La Palabra, interiorizada así por el Espíritu, tiene realmente la capacidad y la fuerza de mantener al cristiano alejado del mal: mientras deje obrar en él a la Palabra, se mantendrá libre del pecado, es decir, puro. Solamente pecará si deja de obedecer a la verdad.

« Ustedes ya están limpios por la palabra que yo les anuncié ».

¿Cómo vivir entonces para merecer también nosotros el elogio de Jesús?

Poniendo en práctica cada Palabra de Dios, nutriéndonos de ella en cada momento, haciendo de nuestra existencia una obra de continua reevangelización. Todo ello para llegar a tener los mismos pensamientos y sentimientos que Jesús, para hacer que reviva en el mundo, para mostrar a una sociedad tantas veces atrapada en el mal y en el pecado, la pureza divina, la transparencia que da el Evangelio.

Además, durante este mes, si es posible (es decir, si otros también comparten nuestras intenciones), procuremos poner en práctica de forma especial la Palabra que expresa el mandamiento del amor recíproco. Pues para el evangelista Juan, que refiere la frase de Jesús que hoy consideramos, existe un vínculo entre la Palabra de Cristo y el mandamiento nuevo.

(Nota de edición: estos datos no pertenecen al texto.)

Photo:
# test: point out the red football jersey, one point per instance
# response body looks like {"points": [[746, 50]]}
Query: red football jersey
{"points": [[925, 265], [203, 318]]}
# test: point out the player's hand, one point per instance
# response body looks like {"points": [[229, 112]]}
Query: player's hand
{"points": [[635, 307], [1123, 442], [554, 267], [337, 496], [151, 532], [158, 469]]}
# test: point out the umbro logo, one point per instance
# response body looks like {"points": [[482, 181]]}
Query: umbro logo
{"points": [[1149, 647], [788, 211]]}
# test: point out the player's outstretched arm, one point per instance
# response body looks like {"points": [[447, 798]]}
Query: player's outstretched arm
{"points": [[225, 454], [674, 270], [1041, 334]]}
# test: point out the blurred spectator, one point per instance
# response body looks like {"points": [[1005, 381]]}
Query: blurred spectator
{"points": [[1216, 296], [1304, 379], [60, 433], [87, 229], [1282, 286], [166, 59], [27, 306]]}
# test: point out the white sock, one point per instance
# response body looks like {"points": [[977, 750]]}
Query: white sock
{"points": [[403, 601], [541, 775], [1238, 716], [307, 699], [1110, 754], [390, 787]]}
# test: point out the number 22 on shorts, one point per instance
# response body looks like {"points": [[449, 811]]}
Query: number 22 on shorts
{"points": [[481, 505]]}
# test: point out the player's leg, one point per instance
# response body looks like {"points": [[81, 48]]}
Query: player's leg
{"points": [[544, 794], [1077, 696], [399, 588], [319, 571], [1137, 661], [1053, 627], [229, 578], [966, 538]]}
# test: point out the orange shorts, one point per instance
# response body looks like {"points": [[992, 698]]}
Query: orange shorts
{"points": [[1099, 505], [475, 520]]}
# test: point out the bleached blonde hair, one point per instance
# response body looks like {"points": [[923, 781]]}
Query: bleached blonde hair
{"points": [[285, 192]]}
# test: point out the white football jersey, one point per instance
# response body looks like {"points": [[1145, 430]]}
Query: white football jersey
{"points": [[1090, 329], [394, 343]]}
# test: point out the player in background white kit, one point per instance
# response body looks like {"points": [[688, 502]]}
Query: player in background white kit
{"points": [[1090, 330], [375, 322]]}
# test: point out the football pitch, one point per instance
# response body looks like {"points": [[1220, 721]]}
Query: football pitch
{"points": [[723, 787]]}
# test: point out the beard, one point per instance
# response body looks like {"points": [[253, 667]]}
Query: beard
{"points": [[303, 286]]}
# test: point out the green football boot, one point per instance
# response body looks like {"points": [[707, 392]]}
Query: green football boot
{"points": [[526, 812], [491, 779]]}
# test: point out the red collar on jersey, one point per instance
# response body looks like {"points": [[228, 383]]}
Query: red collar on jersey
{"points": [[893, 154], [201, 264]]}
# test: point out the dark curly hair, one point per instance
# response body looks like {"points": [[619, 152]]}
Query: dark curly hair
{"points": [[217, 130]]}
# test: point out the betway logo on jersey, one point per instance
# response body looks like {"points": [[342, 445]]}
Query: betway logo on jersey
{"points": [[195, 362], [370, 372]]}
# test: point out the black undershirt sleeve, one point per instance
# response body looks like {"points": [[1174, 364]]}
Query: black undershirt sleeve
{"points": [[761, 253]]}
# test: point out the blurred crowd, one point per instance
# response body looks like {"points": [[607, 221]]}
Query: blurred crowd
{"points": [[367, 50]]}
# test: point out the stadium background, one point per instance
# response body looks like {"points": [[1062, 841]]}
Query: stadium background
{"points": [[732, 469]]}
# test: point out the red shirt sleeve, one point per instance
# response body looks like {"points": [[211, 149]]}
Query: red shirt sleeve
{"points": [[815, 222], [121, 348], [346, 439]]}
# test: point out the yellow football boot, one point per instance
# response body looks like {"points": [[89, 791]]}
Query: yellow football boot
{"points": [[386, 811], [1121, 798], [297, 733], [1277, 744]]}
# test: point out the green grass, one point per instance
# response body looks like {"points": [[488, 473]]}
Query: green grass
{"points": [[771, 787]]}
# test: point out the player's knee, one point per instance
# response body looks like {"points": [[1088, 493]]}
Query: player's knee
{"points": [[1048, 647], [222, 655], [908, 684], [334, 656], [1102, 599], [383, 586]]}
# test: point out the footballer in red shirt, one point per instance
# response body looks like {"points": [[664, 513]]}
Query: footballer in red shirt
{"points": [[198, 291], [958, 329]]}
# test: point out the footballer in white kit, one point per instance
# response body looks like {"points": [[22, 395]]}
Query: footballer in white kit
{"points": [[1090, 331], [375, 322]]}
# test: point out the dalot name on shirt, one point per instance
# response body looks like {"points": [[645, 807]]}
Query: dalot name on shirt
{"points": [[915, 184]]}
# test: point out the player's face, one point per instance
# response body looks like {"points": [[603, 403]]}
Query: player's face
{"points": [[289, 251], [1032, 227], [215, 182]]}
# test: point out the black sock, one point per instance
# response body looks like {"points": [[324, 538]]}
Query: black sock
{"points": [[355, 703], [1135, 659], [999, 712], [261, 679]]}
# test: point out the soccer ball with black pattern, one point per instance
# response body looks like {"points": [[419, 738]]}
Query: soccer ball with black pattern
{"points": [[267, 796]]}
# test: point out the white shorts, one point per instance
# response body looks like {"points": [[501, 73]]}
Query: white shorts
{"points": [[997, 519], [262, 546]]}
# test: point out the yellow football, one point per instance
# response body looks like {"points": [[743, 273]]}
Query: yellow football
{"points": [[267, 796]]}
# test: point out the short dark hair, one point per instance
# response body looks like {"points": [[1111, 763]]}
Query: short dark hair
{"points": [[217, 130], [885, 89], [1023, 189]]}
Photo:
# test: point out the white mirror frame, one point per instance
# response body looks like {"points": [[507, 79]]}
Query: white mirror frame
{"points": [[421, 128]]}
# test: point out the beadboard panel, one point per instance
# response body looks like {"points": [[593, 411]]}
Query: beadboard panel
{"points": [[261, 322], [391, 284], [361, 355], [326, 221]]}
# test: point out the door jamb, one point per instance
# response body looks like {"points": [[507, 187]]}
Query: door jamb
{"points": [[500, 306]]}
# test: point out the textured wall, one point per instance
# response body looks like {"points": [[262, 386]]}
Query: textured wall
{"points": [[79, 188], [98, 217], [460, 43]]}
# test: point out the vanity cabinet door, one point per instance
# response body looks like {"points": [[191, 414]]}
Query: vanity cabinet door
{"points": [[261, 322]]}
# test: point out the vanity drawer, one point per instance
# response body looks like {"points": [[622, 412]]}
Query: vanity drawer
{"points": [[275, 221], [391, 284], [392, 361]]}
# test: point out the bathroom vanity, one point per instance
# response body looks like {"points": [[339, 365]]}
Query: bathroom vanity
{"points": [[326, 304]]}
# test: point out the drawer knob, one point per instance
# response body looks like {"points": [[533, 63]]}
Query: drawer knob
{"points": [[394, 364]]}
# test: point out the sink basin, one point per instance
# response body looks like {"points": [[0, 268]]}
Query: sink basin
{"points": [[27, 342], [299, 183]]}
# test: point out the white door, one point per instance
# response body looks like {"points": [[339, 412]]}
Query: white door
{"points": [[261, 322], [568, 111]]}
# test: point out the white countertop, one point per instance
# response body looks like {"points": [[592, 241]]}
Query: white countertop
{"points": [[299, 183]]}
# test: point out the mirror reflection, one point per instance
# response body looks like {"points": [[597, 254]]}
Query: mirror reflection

Según él, es en el amor recíproco donde se vive la Palabra con sus efectos de purificación, de santidad, de ausencia de pecado, de frutos, de cercanía a Dios. El individuo aislado es incapaz de resistir mucho tiempo las incitaciones del mundo, mientras que en el amor recíproco encuentra el ambiente sano capaz de proteger su existencia cristiana auténtica.